Callers asked a number of questions about the plebiscite vote, with many expressing a lack of confidence in TransLink to handle the money.

 

"We pay the money and then we have to trust where it’s going to go," said the first caller. "How much of that is going to go to Surrey?" Hepner reassured the woman that up to 45 per cent of the plan will go to improvements in and around Surrey, including 400 new buses, which will be allocated to new routes or where there is little or no service at all.

 

Baldwin said a "disproportionate" amount of the funding would go to South of the Fraser transit services.

 

"Finally it’s our turn. Right now Vancouver has 90 per cent of their population within walking distance of a regular bus service at 15-minute intervals. South of the Fraser there’s about 20 per cent. So there’s a huge disparity."

 

Model said the Mayors’ Council will monitor the fund and it will be set aside from the general revenues of TransLink in order to ensure the projects designated for improvements will receive the funding they need. Baldwin reminded the caller that Jim Pattison has volunteered to act as a "gatekeeper" for the money to ensure it’s spent wisely, as he did for Expo 86.

 

Another caller said people need some time to develop confidence in TransLink before they can vote in the plebiscite.

 

"Why not wait a year and see whether or not TransLink is worthy of our trust in how they spend our money," she asked.

 

Baldwin said that the Mayors’ Council has been discussing TransLink governance for at least six years and that replacing former CEO Ian Jarvis with Doug Allen is the first step.

 

Jarvis stepped down from his position last month, although it has been revealed he will continue to collect a paycheque from the organization until June of 2016.

 

When another caller asked how TransLink ended up paying two CEOs to the tune of roughly $35,000 a month each, Hepner defended the decision.

 

"Sometimes people are not particularly geared for the role that they’ve got but they’ve got enormous skills," she said.

 

"And I can tell you right now that this man, Mr.

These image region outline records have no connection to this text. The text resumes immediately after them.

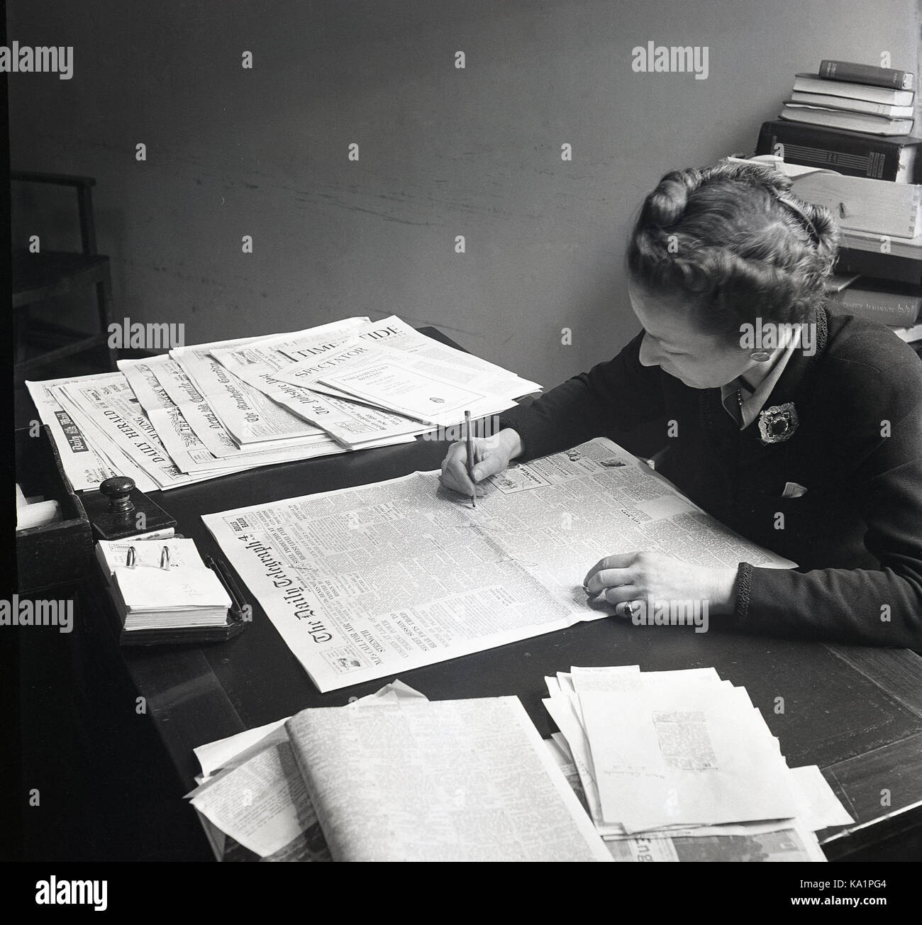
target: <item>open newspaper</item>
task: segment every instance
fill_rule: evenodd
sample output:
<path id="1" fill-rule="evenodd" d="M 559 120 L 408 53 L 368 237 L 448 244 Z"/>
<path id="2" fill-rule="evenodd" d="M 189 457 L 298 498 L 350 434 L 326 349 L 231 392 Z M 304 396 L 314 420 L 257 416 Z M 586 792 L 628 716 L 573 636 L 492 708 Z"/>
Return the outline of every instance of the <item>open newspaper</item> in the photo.
<path id="1" fill-rule="evenodd" d="M 215 853 L 612 859 L 517 697 L 393 694 L 301 710 L 190 794 Z"/>
<path id="2" fill-rule="evenodd" d="M 428 472 L 203 519 L 322 692 L 609 616 L 582 586 L 606 555 L 795 564 L 604 438 L 493 476 L 476 508 Z"/>

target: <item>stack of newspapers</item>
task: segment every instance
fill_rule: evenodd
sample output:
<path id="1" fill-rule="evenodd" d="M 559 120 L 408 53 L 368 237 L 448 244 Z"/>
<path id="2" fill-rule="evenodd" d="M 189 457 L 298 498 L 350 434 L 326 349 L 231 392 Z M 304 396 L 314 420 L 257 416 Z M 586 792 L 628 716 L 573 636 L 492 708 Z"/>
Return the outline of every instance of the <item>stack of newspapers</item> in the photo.
<path id="1" fill-rule="evenodd" d="M 29 382 L 78 491 L 114 475 L 142 491 L 408 443 L 540 389 L 395 315 L 178 347 L 119 372 Z M 450 429 L 446 438 L 452 437 Z"/>
<path id="2" fill-rule="evenodd" d="M 713 668 L 545 680 L 559 763 L 616 860 L 822 861 L 814 832 L 853 821 L 818 768 L 787 766 L 745 689 Z"/>

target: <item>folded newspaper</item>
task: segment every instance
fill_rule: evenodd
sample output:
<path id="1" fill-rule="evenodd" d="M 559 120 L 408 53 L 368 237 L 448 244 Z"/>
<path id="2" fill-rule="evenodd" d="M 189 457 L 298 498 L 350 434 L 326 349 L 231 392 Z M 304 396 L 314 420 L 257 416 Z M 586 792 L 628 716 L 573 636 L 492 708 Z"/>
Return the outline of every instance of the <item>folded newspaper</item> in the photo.
<path id="1" fill-rule="evenodd" d="M 559 708 L 555 718 L 571 709 L 578 714 L 590 695 L 643 689 L 681 697 L 707 689 L 719 700 L 724 686 L 713 669 L 641 673 L 636 665 L 572 668 L 546 680 Z M 582 719 L 575 722 L 582 729 Z M 702 774 L 700 791 L 735 824 L 670 821 L 631 834 L 606 825 L 594 775 L 609 769 L 592 765 L 572 722 L 564 719 L 559 725 L 565 732 L 541 742 L 514 697 L 429 703 L 400 681 L 346 707 L 306 709 L 199 746 L 201 785 L 187 798 L 224 861 L 822 861 L 814 832 L 852 821 L 816 766 L 788 769 L 778 753 L 774 789 L 780 784 L 783 796 L 771 803 L 774 796 L 753 792 L 758 772 L 731 779 L 719 746 L 713 773 L 688 767 L 700 763 L 708 736 L 719 738 L 719 730 L 695 728 L 697 716 L 660 722 L 679 728 L 661 732 L 659 764 L 679 759 L 685 771 Z M 607 733 L 594 734 L 599 746 L 607 738 L 615 744 Z M 649 757 L 633 736 L 617 747 L 622 763 Z M 689 792 L 680 785 L 662 798 L 661 780 L 646 783 L 670 816 Z M 782 803 L 790 818 L 741 820 L 770 815 Z"/>
<path id="2" fill-rule="evenodd" d="M 178 347 L 117 373 L 29 382 L 75 490 L 167 490 L 257 466 L 412 442 L 537 383 L 395 315 Z"/>
<path id="3" fill-rule="evenodd" d="M 485 485 L 475 508 L 428 472 L 203 520 L 322 692 L 610 616 L 582 581 L 613 553 L 794 565 L 604 438 Z"/>
<path id="4" fill-rule="evenodd" d="M 223 765 L 188 795 L 219 860 L 611 860 L 516 697 L 396 682 L 259 733 L 197 750 Z"/>

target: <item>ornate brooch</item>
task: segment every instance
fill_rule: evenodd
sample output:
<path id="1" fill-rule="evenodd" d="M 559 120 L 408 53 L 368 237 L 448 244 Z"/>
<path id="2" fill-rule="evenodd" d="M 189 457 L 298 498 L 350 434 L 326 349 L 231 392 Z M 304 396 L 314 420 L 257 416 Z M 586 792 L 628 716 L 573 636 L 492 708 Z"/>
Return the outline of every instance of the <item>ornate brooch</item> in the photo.
<path id="1" fill-rule="evenodd" d="M 797 429 L 797 410 L 793 401 L 772 405 L 758 415 L 758 432 L 765 444 L 783 443 Z"/>

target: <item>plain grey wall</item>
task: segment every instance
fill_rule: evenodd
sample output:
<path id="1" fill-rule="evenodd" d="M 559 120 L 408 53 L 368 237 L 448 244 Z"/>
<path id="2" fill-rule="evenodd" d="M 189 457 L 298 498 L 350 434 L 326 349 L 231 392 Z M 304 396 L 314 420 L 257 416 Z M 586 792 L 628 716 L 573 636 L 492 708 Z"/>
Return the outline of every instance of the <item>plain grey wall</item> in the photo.
<path id="1" fill-rule="evenodd" d="M 10 75 L 11 162 L 96 177 L 117 316 L 192 343 L 395 313 L 547 387 L 637 331 L 621 255 L 663 172 L 751 151 L 823 57 L 918 67 L 917 0 L 6 6 L 8 42 L 74 46 L 70 80 Z M 707 79 L 633 72 L 648 41 Z"/>

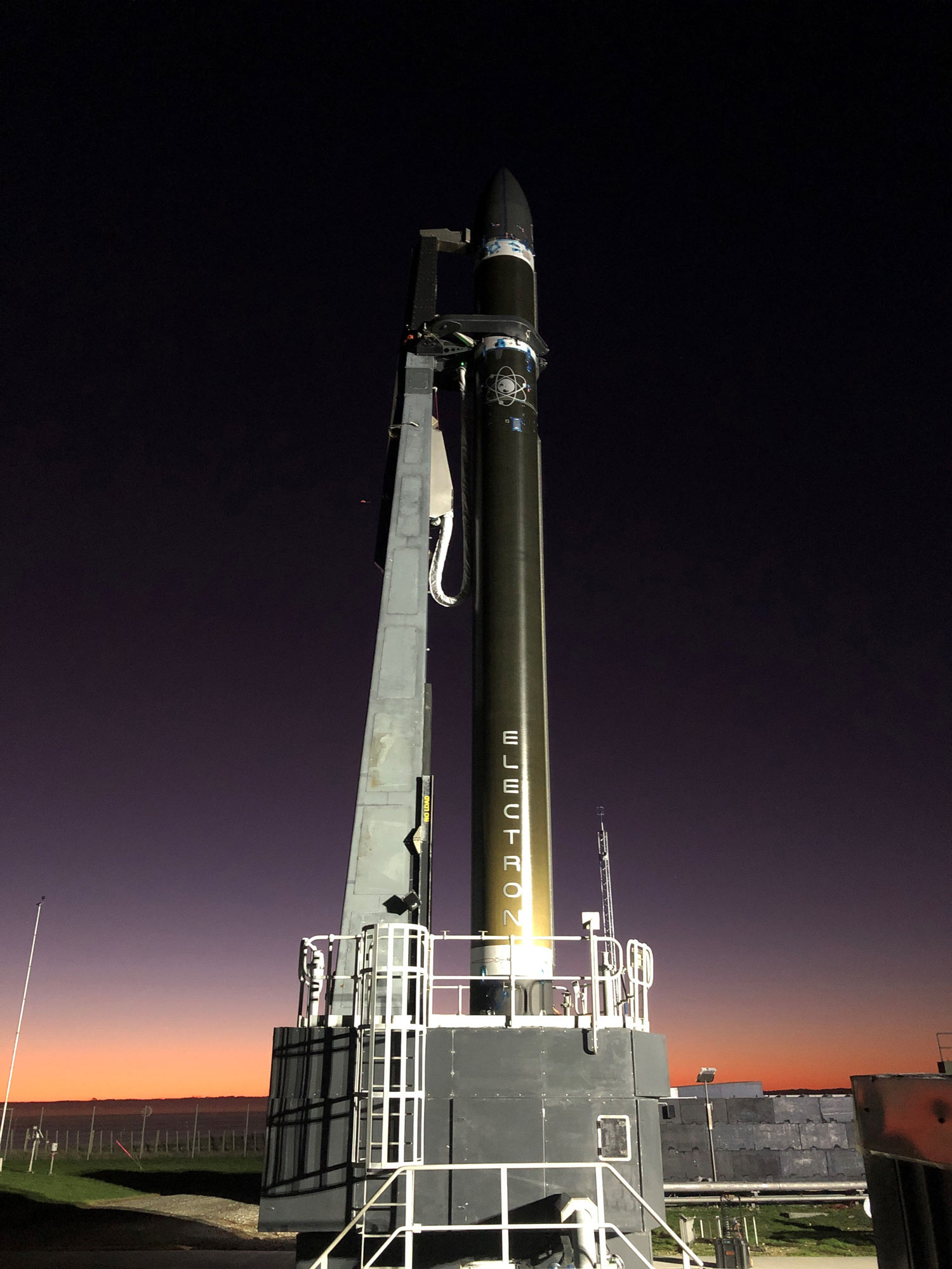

Jarvis, has enormous skills and will be utilized in that way."

 

Hepner said firing Jarvis would cost much more in severance pay and TransLink wouldn’t be able to draw upon his expertise in an advisory role.

 

One caller suggested the plebiscite is coming too soon after Jarvis stepping down, saying people need more time to decide. But Baldwin reminded listeners that the timing of the plebiscite was determined by the provincial government, with the next available option being in 2018.

 

"We told the province to do a referendum properly you need about two years to set it up. We were given four months. So our choice was to either go with it at the time of the municipal elections or do it before June 1 and we chose the latter."

 

The town hall meeting lasted an hour and those who didn’t get a chance to ask questions were allowed to leave a voice mail for the guests afterward.

 

Ballots will be mailed out on March 16 and must be returned by mail-in ballot by May 29. A simple majority of 50 per cent plus one will be considered support for the following question: "Do you support a new 0.5% Metro Vancouver Congestion Improvement Tax, to be dedicated to the Mayors’ Transportation and Transit Plan? Yes or No."